Cap Verden / Sao Vicente
20°N - 16°50'W
Wind: O 3-4

Samstag, 26. November 2005
11. Tag

Um der Genauigkeit dieses hochwertigen Tagebuchs den notwendigen Respekt zu zollen, beginne ich natürlich meinen Eintrag um null Uhr morgens. Das müßte ungefähr der Zeitpunkt gewesen sein, als Bernhard wild gestikulierend und mit einer erstaunlichen Vielfalt an Fremdsprachenbrocken einem völlig überforderten einheimischen Kiosk-Besitzer zu erklären versuchte, daß 7 Bier, 2 Pizzas und eine Flasche Martini für 20 Euro eine fürchterliche Touristen-Abzocke sei und daß es deshalb unser gutes Recht wäre, seine Barhocker zu stehlen. – Soviel zu unserem Landgang.
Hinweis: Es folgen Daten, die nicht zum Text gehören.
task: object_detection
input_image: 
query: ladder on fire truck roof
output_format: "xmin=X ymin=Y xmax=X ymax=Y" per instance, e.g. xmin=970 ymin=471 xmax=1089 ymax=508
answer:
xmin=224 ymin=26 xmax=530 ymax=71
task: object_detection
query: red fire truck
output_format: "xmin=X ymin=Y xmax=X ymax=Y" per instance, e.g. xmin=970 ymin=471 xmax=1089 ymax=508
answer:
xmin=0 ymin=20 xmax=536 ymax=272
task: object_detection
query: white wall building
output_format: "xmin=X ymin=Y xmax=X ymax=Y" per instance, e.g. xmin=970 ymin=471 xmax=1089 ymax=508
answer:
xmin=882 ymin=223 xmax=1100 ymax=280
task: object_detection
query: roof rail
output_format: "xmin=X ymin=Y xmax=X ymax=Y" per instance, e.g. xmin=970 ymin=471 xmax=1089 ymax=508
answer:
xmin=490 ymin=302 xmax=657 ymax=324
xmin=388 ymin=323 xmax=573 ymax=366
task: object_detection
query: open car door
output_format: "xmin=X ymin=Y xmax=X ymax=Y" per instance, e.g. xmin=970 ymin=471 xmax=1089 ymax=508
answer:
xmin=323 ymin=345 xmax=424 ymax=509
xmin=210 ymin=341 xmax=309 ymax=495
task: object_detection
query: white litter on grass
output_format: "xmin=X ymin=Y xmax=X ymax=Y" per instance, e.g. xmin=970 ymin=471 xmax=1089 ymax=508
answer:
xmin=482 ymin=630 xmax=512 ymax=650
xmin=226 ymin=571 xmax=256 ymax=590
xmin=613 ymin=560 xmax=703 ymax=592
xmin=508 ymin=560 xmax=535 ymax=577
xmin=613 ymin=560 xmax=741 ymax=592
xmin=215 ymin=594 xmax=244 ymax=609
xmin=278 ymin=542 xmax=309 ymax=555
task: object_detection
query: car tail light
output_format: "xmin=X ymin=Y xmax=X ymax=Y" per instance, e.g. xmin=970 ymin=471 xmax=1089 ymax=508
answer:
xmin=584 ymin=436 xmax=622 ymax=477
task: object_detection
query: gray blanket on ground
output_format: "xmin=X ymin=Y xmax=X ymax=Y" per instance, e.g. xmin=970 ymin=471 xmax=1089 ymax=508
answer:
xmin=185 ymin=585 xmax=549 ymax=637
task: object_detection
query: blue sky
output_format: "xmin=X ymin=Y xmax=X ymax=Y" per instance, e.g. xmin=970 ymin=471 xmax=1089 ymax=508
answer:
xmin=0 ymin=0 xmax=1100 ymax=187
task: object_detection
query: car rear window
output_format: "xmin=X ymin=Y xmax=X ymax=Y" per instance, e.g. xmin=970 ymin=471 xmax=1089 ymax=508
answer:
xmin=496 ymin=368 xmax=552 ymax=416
Nachdem das „Meister“-Stück gelungen war, die gesamte Crew wieder einzufangen und an Bord zu bringen, wandelte sich die feuchtfröhliche Stimmung allerdings schnell in koma-artige Müdigkeit. Helga erklärte sich zwar großzügigerweise dazu bereit, allein mit Daniel die erste Wache zu übernehmen, mußte dann aber schnell enttäuscht feststellen, daß nach so einem Landgang ein Skipper auch auf einer unbequemen Holzbank tief und fest schlafen kann und daß es nahezu unmöglich ist, eine alkoholisierte Wachablösung zu wecken.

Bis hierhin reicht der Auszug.